# He's getting shipped to Abu Dubai and I can't go!!



## onthecoach (Aug 29, 2007)

Help!  Dear Husband is being shipped to Abu Dubai for 12 months, but I can't go!       I don't know what to do!  

1. Should I store the coach and stay at the parent's house for the winter (They'll be in Florida)?  

2. Should I find a campground or mobile home park near my daughter in Frederick and stay there awhile?

3. Should I travel to Florida and stay there for the winter....my folks will be there?

4. Should I get a part-time job?

5. Should I start traveling and workamping?

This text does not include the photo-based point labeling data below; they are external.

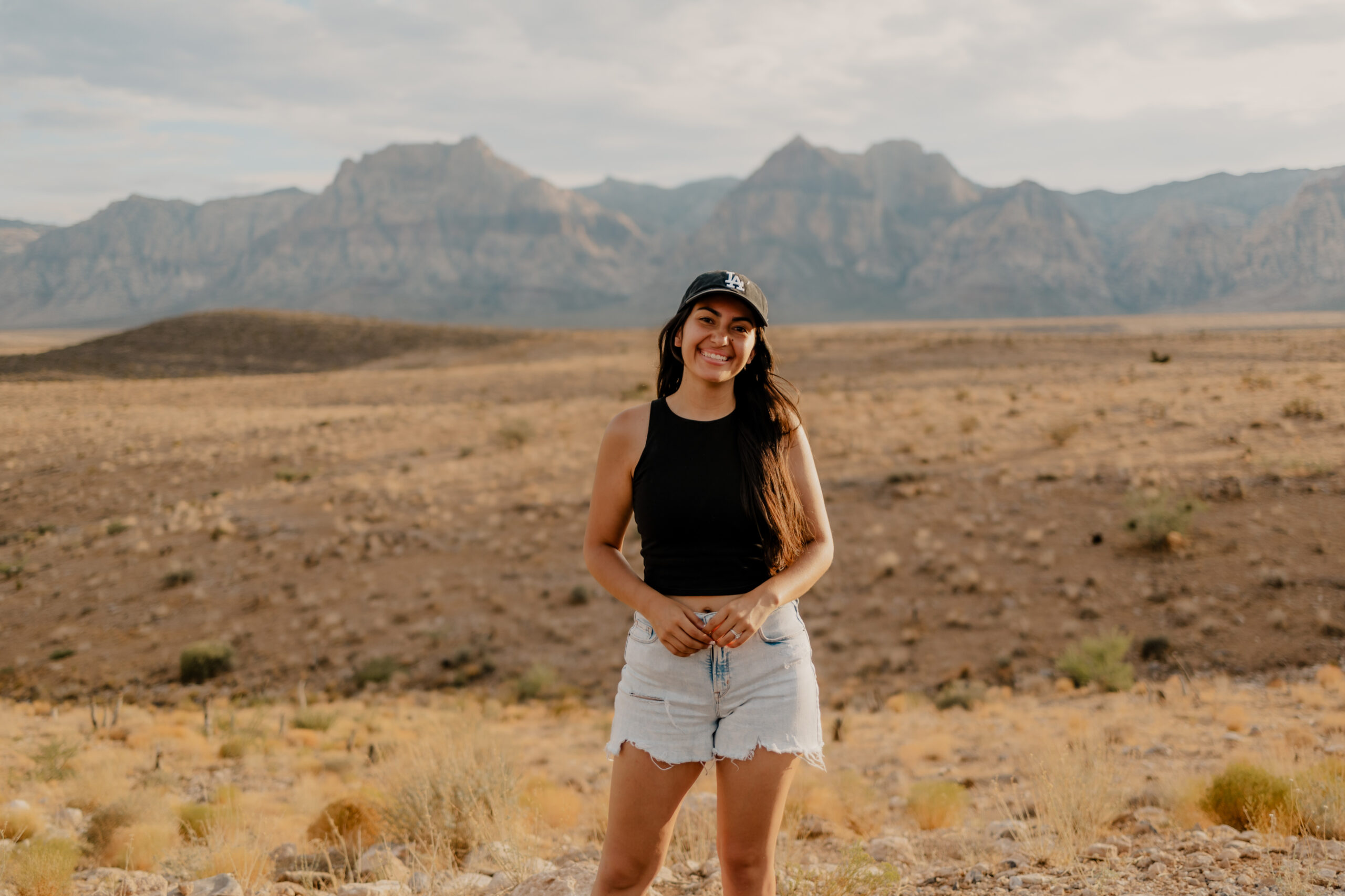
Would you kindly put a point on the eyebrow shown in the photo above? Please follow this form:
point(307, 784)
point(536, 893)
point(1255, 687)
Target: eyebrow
point(720, 315)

Whatever I do, it's got to be CHEAP!!!  Any ideas where I can live for 12 months REALLY CHEAP???? :question: 

I really just don't know what the heck to do with myself for 12 months!! 12 months is a long time to be apart!


----------



## DL Rupper (Aug 29, 2007)

Re: He's getting shipped to Abu Dubai and I can't go!!

Hey Lynn, try to find a workamp position in an RV Park near your parents in Florida.  That will keep you in your RV and time will pass faster if you keep busy.  Oh, by the way, you will save and maybe even earn some money.  Good luck.


----------



## onthecoach (Aug 30, 2007)

Re: He's getting shipped to Abu Dubai and I can't go!!

Thanks DL....good idea.  I will have to renew my Workamper subscription.  Do you know of any cheap places to stay in south Florida?


----------



## DL Rupper (Aug 30, 2007)

Re: He's getting shipped to Abu Dubai and I can't go!!

Sorry, haven't been down there since 2001.  Heading there this Winter but haven't decided where to stay yet.  If you stay away from the water, you can find reasonable monthly rates in Florida.


----------